Begun just after Between the Buttons had been released, the recording of Their Satanic Majesties Request was long and sporadic, broken up by court appearances and jail terms. For the same reasons, the entire band was seldom present in the studio at one time. Further slowing productivity was the presence of the multiple guests that the band members had brought along. One of the more level-headed members of the band during this time, Bill Wyman, wary of psychedelic drugs, wrote the song "In Another Land" to parody the Stones' current goings-on. In a 2002 interview with Rolling Stone, Wyman described the situations in the studio.

Every day at the studio it was a lottery as to who would turn up and what - if any - positive contribution they would make when they did. Keith would arrive with anything up to ten people, Brian with another half-a-dozen and it was the same for Mick. They were assorted girlfriends and friends. I hated it! Then again, so did Andrew (Oldham) and just gave up on it. There were times when I wish I could have done, too.

Their producer and manager Andrew Loog Oldham, already fed up with the band's lack of focus, distanced himself from them following their drug bust and finally quit, leaving them without a producer. As a result Their Satanic Majesties Request was the Stones' only self-produced album, which Mick Jagger admitted was not for the best.

There's a lot of rubbish on Satanic Majesties. Just too much time on our hands, too many drugs, no producer to tell us, "Enough already, thank you very much, now can we get just get on with this song?" Anyone let loose in the studio will produce stuff like that. There was simply too much hanging around. It's like believing everything you do is great and not having any editing.
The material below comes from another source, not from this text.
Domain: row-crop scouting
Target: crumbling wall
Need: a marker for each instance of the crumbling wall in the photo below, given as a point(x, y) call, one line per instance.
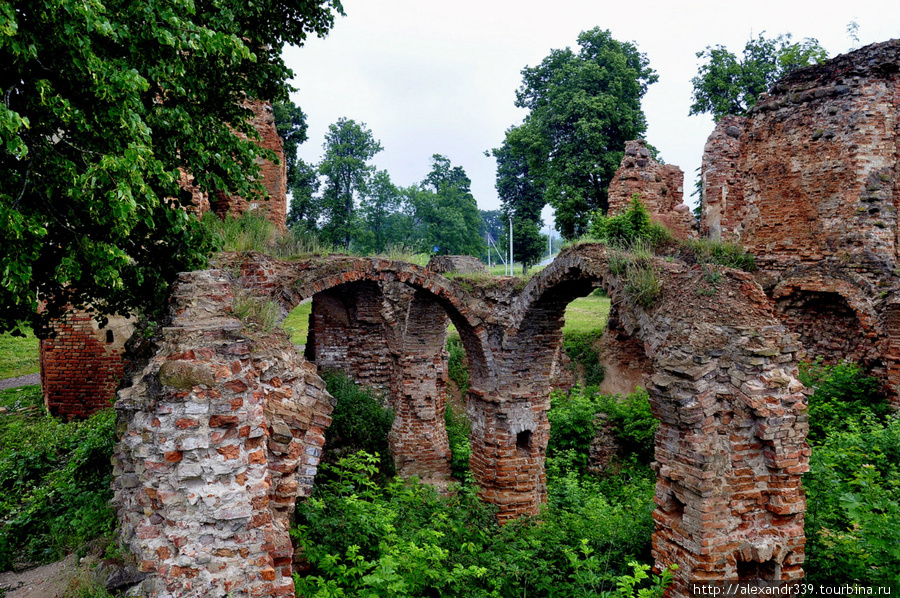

According to Brian Jones, a month before the album's planned release date the group "hadn't got anything put together".

It's really like sort of got-together chaos. Because we all panicked a little, even as soon as a month before the release date that we had planned, we really hadn't got anything put together. We had all these great things that we'd done, but we couldn't possibly put it out as an album. And so we just got them together, and did a little bit of editing here and there."

Keith Richards himself has been critical of the album in later years. While he likes some of the songs ("2000 Light Years from Home", "Citadel" and "She's a Rainbow"), "the album was a load of crap".

The Stones experimented with many new instruments and sound effects during the sessions including the theremin, synthesisers, short wave radio static and string arrangements by John Paul Jones. In 1998, a bootleg box set of eight CDs with outtakes of the Satanic sessions was released on the market. The box set shows the band developing the songs over multiple takes, and striking is the cooperation between Brian Jones, Richards and session pianist Nicky Hopkins. Richards is leading the sessions and most songs seem to be written by him, and both Hopkins and Jones indulge in creating elaborate soundscapes.

The working title of the album was Cosmic Christmas. In the hidden coda titled "Cosmic Christmas" (following "Sing This All Together (See What Happens)"), Wyman tells "it's slowed-down: 'We wish you a merry Christmas, we wish you a merry Christmas, and a happy New Year!'" Some of the album's songs were also recorded under various working titles, some appearing rather non sequitur and radically different from the final titles. These working titles include: "Acid in the Grass" ("In Another Land"), "I Want People to Know" ("2000 Man"), "Flowers in Your Bonnet" ("She's a Rainbow"), "Fly My Kite" ("The Lantern"), "Tough Apple" ("2000 Light Years from Home"), and "Surprise Me" ("On with the Show").